Abstract
This article presents a solution for the sustained use of a legacy database by means of data curation based on the example of a research project undertaken by the German Center for Art History Paris (DFK Paris). The wave of digitization of the 1990s and early 2000s gave rise to a large number of databases that are, today, becoming obsolete by lack of technical support. This means that the research data, as a slice of academic history, is in danger of being lost. This article’s contribution describes a possible form of recontextualization within a data curation project that takes the example of a database that originated at DFK Paris between 1999 and 2006: the project “Deutsch-französische Kunstvermittlung 1870–1940 und 1945–1960” (Art discourse between France and Germany 1870–1940 and 1945–1960). In three stages, the authors examine the semantic enrichment of the data, the historical context of the project and, employing mediaarchaeological and other methods, the reconstruction of the original data structure. The data’s character as an artifact is taken into consideration throughout, and a restructuring of the data ruled out. The historicity of the database “Deutsch-französische Kunstvermittlung” is also reflected in its new user interface.

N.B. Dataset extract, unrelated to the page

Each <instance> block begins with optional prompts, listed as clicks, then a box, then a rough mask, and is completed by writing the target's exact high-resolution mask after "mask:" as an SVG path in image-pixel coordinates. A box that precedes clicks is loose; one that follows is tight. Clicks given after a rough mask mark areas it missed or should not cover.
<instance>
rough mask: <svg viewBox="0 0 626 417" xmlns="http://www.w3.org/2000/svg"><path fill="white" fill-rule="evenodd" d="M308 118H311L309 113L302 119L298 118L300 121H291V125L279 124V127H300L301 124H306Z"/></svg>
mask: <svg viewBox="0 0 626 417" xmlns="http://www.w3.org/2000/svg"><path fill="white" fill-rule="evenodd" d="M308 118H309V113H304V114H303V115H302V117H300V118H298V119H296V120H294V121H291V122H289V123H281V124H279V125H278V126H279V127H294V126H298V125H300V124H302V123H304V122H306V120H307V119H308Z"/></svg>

DOI: https://doi.org/10.11588/dahj.2023.9.90936
AuthorS
Anne Klammt
is an archaeologist by training who participated in fieldwork in Austria, Egypt, Germany, and Ukraine before she focused for some years on the application of GIS in researching settlement structures of the medieval period in Germany. From there, she left to become the managing director of the Mainz Centre for Digitality in Humanities and Cultural Studies. After other positions, such as at the DFK Paris, she has been responsible for Digital Humanities, Digital Publishing and Knowledge Transfer at the Hannah Arendt Institute for Totalitarianism Studies, Dresden, since 2023.
Klara Niemann
studied art history in Brunswick and Cologne. During an internship at the German Center for Art History (DFK Paris) in 2021 she became part of the project “Deutsch-Französische Kunstvermittlung 1870-1940 und 1945-1960”. Afterwards she was involved in the launch of the database in 2022 and represented the project at the conference of the association “Digital Humanities im deutschsprachigen Raum” DHd 2023. She is currently working on the preservation and research of the estate of photojournalist Angela Neuke at the LVR-LandesMuseum Bonn.
Deborah Schlauch
is a PhD candidate in Art History at the University of Marburg, researching the role of French painting in England around 1700. She is currently a scholarship holder of the Studienstiftung des deutschen Volkes and has been working as a research assistant at the Herzog August Library in Wolfenbüttel since 2023, where she is involved in a digital edition project. From 2021 to 2023, she was a research assistant for digital humanities at the DFK Paris, working mainly on the database project “Deutsch-Französische Kunstvermittlung 1870–1940 und 1945–1960”. She studied Art History, Classical Archaeology and Digital Humanities at the University of Göttingen.